Blueprints
Extract multiple tables from Postgres using SQL queries and process those as Pandas dataframes on schedule
Source
yaml
id: postgres-to-pandas-dataframes
namespace: company.team
variables:
  db_host: host.docker.internal
tasks:
  - id: get_tables
    type: io.kestra.plugin.core.flow.Parallel
    concurrent: 2
    tasks:
      - id: products
        type: io.kestra.plugin.jdbc.postgresql.CopyOut
        sql: SELECT * FROM products
      - id: orders
        type: io.kestra.plugin.jdbc.postgresql.CopyOut
        sql: SELECT * FROM orders
  - id: pandas
    type: io.kestra.plugin.scripts.python.Script
    inputFiles:
      products.csv: "{{ outputs.products.uri }}"
      orders.csv: "{{ outputs.orders.uri }}"
    outputFiles:
      - bestsellers_pandas.json
    taskRunner:
      type: io.kestra.plugin.scripts.runner.docker.Docker
    containerImage: ghcr.io/kestra-io/pydata:latest
    script: |
      import pandas as pd
      products = pd.read_csv("products.csv")

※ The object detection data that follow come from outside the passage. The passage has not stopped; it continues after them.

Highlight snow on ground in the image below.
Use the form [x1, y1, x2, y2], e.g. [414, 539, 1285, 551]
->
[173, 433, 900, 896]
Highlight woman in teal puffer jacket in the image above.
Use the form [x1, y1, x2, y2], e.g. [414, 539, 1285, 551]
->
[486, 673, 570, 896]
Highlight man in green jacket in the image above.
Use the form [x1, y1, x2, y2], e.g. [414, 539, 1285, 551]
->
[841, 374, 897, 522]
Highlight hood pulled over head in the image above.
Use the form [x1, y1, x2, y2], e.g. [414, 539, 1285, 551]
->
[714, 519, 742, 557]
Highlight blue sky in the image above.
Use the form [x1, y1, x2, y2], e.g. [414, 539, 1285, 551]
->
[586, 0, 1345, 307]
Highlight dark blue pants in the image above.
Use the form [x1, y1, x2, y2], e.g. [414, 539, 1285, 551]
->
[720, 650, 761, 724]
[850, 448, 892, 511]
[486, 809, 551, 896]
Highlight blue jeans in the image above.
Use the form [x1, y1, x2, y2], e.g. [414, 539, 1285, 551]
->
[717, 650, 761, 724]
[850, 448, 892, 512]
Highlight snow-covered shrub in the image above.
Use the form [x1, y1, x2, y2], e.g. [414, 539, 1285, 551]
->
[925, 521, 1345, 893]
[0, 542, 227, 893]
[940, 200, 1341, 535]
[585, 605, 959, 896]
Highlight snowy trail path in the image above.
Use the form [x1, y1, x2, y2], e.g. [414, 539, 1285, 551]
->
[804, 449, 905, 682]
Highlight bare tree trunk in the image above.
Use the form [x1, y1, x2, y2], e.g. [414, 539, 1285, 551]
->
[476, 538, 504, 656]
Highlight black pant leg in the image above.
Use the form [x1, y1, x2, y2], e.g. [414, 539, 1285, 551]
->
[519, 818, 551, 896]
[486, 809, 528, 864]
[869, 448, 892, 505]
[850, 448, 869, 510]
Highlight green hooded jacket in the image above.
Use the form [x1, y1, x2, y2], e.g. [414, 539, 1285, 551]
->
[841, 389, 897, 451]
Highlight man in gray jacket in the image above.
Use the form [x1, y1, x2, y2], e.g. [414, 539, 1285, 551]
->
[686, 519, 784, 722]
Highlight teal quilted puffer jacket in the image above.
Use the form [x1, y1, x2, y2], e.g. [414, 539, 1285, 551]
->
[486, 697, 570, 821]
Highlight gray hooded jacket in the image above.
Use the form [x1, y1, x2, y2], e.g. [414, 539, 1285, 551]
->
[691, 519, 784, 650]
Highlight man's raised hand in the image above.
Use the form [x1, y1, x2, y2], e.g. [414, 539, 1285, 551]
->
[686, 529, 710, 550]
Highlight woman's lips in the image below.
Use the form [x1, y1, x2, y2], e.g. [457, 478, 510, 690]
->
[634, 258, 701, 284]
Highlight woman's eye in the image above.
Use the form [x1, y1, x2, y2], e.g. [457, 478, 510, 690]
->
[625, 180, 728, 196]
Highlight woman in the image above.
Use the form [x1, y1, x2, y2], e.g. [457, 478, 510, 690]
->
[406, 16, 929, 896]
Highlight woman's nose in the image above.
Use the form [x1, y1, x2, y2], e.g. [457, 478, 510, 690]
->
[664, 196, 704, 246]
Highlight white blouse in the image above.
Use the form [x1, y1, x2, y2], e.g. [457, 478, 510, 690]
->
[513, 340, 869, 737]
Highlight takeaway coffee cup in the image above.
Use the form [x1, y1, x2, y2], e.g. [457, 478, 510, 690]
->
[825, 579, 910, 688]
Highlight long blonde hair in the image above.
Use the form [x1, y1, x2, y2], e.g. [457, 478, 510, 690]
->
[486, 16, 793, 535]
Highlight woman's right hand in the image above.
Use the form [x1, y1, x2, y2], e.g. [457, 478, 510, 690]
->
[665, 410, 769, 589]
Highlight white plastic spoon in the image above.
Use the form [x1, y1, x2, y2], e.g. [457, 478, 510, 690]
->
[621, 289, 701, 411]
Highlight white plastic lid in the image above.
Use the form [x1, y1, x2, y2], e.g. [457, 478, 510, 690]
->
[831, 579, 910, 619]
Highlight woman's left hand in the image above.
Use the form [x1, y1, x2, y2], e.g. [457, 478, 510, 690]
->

      orders = pd.read_csv("orders.csv")
      df = orders.merge(products, on="product_id", how="left")
      top = (
          df.groupby("product_name", as_index=False)["total"]
          .sum()
          .sort_values("total", ascending=False)
          .head(10)
      )
      top.to_json("bestsellers_pandas.json", orient="records")
pluginDefaults:
  - type: io.kestra.plugin.jdbc.postgresql.CopyOut
    values:
      url: jdbc:postgresql://{{ vars.db_host }}:5432/
      username: postgres
      password: "{{ secret('DB_PASSWORD') }}"
      format: CSV
      header: true
      delimiter: ","
triggers:
  - id: every_morning
    type: io.kestra.plugin.core.trigger.Schedule
    cron: 0 9 * * *
About this blueprint
Python SQL Kestra
This flow uses the Parallel task to run multiple tasks concurrently - the
limit of how many tasks will run at the same time is defined using the
concurrent property.
The flow extracts data from a Postgres database. That data is then passed to
a Python task using inputFiles.  The Python task reads the input files,
and performs operations on the data using Pandas.